The Fifth Province
Dylan Quinn Dance Theatre remake the rules of choreography for a daring work exploring Irish mythology at The MAC
They emerge from the soil, curled up in foetal position in the dimly-lit, lugubrious dark, almost naked, becoming reborn from the earth as the plaintive music begins and their muscles strain into action, uncoiling and twisting.
The award-winning, Enniskillen-based choreographer Dylan Quinn is here concerned to explore a mythical Irish concept known as the fifth province, a fantastical region that was said to be situated near the hill of Tara, a rumoured fairy place where ancient kings laid down their arms and disputes to commune in shared identity, shared humanity, to celebrate what was shared beyond and above all difference and argument and battles about ownership of territory. This was then a place where swords were laid down and friendship abounded in the absence of adversarial concerns.
This heavy freight of conceptual engagement is not altogether born out by this emotionally-driven, sensual and then melancholic dance sequence, but this matters little, for the joy is witnessing the twisting and convulsing bodies moving to convey gradations of mood and much about connection, separation and relationship to the land.
There is sexual tension between male and female dancers, then strange arrangements of all five performers – including Quinn himself – that make beautiful shapes of connected bodies, startling tableaux of limbs entwined, shifting contortions then breaking apart and frantically, then, their hands shift mounds of soil and the velocity of movement heightens and quickens so that all are suddenly athletic and robust and defiant.
At one joyous moment the strains of wild Irish trad ring out and the dancers jig and twirl and swing each other round as at an impromptu ceilidh held over soil and in darkness to emphasise the primal, unstripped and inchoate atmosphere.
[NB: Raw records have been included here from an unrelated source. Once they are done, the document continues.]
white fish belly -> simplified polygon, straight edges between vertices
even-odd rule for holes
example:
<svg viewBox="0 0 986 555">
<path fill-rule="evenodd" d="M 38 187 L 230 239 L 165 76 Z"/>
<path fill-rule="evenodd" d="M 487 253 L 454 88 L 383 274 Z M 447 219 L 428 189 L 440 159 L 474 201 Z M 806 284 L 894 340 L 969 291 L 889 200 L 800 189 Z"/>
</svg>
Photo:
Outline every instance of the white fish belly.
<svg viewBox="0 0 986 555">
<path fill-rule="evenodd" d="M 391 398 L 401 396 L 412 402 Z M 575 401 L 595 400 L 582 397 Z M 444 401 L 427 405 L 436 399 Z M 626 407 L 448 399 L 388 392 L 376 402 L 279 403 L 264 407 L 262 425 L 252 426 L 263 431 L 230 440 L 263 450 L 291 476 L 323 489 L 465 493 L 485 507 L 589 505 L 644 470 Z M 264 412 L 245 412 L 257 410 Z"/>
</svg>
To paraphrase a stupendous Yeatsian phrase - they dance so that they have outdanced thought. They are free of constraint, division and anxiety in the melee of music and the sheer liberation of the dance. So the elation of free movement is brought to its pitch, indicative of the shared joy of physicality.
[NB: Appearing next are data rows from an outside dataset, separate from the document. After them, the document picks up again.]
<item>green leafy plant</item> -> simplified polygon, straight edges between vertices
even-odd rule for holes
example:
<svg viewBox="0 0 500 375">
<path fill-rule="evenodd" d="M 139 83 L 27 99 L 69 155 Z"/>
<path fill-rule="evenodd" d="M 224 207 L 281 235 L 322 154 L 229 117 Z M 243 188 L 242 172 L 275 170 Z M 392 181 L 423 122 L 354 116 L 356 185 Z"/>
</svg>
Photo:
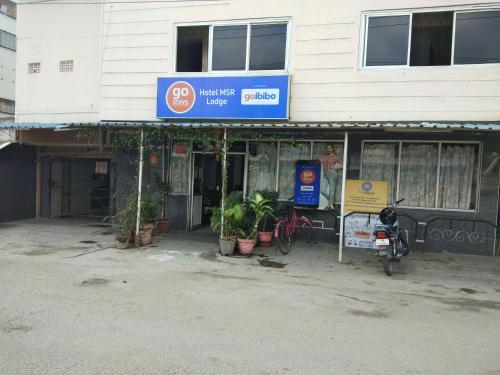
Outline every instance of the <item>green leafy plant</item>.
<svg viewBox="0 0 500 375">
<path fill-rule="evenodd" d="M 155 173 L 154 176 L 155 176 L 156 186 L 158 187 L 158 192 L 157 192 L 158 208 L 164 210 L 163 219 L 165 219 L 168 212 L 168 196 L 172 192 L 172 186 L 167 181 L 163 181 L 163 178 L 158 173 Z"/>
<path fill-rule="evenodd" d="M 265 215 L 264 219 L 259 223 L 259 231 L 270 232 L 273 230 L 276 222 L 274 213 L 278 207 L 279 193 L 271 189 L 256 190 L 255 193 L 262 195 L 267 200 L 267 205 L 272 208 L 273 212 Z"/>
<path fill-rule="evenodd" d="M 269 205 L 269 200 L 262 194 L 254 192 L 250 199 L 242 203 L 243 214 L 238 216 L 238 232 L 244 239 L 251 239 L 257 235 L 259 224 L 267 215 L 274 215 L 273 208 Z"/>
<path fill-rule="evenodd" d="M 222 233 L 223 240 L 234 238 L 238 231 L 238 223 L 243 220 L 245 215 L 245 205 L 242 203 L 243 197 L 241 192 L 232 192 L 228 194 L 224 202 L 224 230 Z M 214 208 L 210 217 L 210 228 L 214 232 L 220 231 L 222 224 L 222 209 L 221 207 Z"/>
</svg>

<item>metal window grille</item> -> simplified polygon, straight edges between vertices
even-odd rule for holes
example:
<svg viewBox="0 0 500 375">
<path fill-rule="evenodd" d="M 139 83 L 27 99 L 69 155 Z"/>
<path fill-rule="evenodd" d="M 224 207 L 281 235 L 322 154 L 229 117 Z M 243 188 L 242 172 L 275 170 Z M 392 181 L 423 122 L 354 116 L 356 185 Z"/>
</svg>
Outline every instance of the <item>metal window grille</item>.
<svg viewBox="0 0 500 375">
<path fill-rule="evenodd" d="M 0 46 L 15 51 L 17 47 L 16 36 L 7 31 L 0 30 Z"/>
<path fill-rule="evenodd" d="M 59 72 L 72 72 L 73 71 L 73 60 L 59 61 Z"/>
<path fill-rule="evenodd" d="M 28 64 L 28 74 L 39 74 L 40 73 L 40 63 L 29 63 Z"/>
</svg>

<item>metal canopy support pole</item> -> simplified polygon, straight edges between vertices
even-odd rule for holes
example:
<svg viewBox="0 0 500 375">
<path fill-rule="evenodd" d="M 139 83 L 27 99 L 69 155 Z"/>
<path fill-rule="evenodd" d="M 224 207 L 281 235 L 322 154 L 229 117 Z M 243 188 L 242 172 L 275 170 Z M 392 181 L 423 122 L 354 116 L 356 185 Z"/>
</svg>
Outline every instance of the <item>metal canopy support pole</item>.
<svg viewBox="0 0 500 375">
<path fill-rule="evenodd" d="M 142 169 L 144 166 L 144 129 L 141 128 L 141 143 L 139 147 L 139 177 L 137 181 L 137 219 L 135 222 L 135 244 L 140 244 L 139 228 L 141 225 L 141 201 L 142 201 Z"/>
<path fill-rule="evenodd" d="M 349 133 L 345 132 L 344 137 L 344 162 L 342 163 L 342 198 L 340 200 L 340 236 L 339 236 L 339 262 L 342 263 L 342 250 L 344 247 L 344 207 L 345 207 L 345 181 L 347 179 L 347 149 L 349 142 Z"/>
<path fill-rule="evenodd" d="M 227 129 L 224 128 L 224 144 L 222 145 L 222 194 L 220 201 L 220 239 L 224 238 L 224 201 L 227 192 Z"/>
</svg>

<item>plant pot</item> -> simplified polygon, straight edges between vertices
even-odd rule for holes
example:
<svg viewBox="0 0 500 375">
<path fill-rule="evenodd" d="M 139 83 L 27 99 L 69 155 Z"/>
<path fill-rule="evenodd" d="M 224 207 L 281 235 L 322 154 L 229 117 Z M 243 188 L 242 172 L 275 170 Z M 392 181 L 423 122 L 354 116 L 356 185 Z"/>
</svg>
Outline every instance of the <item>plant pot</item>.
<svg viewBox="0 0 500 375">
<path fill-rule="evenodd" d="M 158 231 L 161 234 L 168 233 L 170 230 L 170 219 L 158 220 Z"/>
<path fill-rule="evenodd" d="M 273 240 L 274 232 L 257 232 L 257 237 L 259 238 L 259 245 L 263 247 L 271 246 L 271 241 Z"/>
<path fill-rule="evenodd" d="M 155 221 L 153 223 L 153 236 L 159 236 L 160 233 L 160 223 Z"/>
<path fill-rule="evenodd" d="M 151 245 L 153 243 L 153 224 L 144 224 L 139 230 L 141 246 Z"/>
<path fill-rule="evenodd" d="M 116 244 L 116 248 L 117 249 L 127 249 L 130 245 L 130 240 L 129 240 L 130 236 L 127 237 L 127 236 L 117 236 L 115 238 L 115 244 Z"/>
<path fill-rule="evenodd" d="M 238 238 L 238 248 L 240 249 L 240 253 L 243 255 L 250 255 L 252 254 L 253 248 L 255 247 L 255 244 L 257 243 L 256 238 L 251 238 L 249 240 L 245 240 L 243 238 Z"/>
<path fill-rule="evenodd" d="M 230 240 L 219 239 L 220 253 L 222 255 L 233 255 L 235 243 L 236 240 L 234 238 Z"/>
</svg>

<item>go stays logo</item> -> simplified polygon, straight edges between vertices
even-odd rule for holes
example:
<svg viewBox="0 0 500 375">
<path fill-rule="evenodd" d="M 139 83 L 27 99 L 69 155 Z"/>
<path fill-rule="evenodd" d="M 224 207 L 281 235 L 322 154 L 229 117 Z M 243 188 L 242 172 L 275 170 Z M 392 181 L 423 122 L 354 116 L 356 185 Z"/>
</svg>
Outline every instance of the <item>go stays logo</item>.
<svg viewBox="0 0 500 375">
<path fill-rule="evenodd" d="M 168 108 L 174 113 L 186 113 L 194 106 L 196 93 L 189 83 L 177 81 L 172 83 L 165 96 Z"/>
<path fill-rule="evenodd" d="M 304 169 L 300 173 L 300 181 L 302 181 L 303 184 L 310 185 L 313 184 L 315 180 L 316 173 L 314 173 L 312 169 Z"/>
</svg>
Dylan Quinn remains a hugely inventive choreographer and dancer – someone who makes movement into something like conceptual art. Here the rules are remade and bodies become instruments of emotion.
Rousing and delicately-wrought music which is clearly inflected with, although certainly not limited to the strains of Irish traditional numbers by Andy Garbi, an exquisitely dark and moody set by Seamus Harahan and minimal costumes that draw attention to each curve of the body by Belfast designer Gráinne Maher all add to what is a provocative, daring and thoughtful work by one of Northern Ireland's most innovative and post-modernist choreographers.
The tragedy is that we can't access a fifth province here in Ulster, a place where division and any adversarial concept of identity is eradicated in favour of a celebration of commonality. The fifth province doesn't need to be a mythical place, of course, if only human beings would decide to lay aside monolithic notions of cultural identity, of sectarianism, of us versus them, of bigotry and intransigence and a failure to see that each of us are creatures of the land and, indeed, to the land we will all return.
But until we see a transformation of ideology here, and indeed across the wide, wide world, the fifth province remains a beautiful, elusive and persistent dream. But what a compelling and addictive concept to dream of.
The Fifth Province runs at the Ardhowen Theatre, Enniskillen, February 7.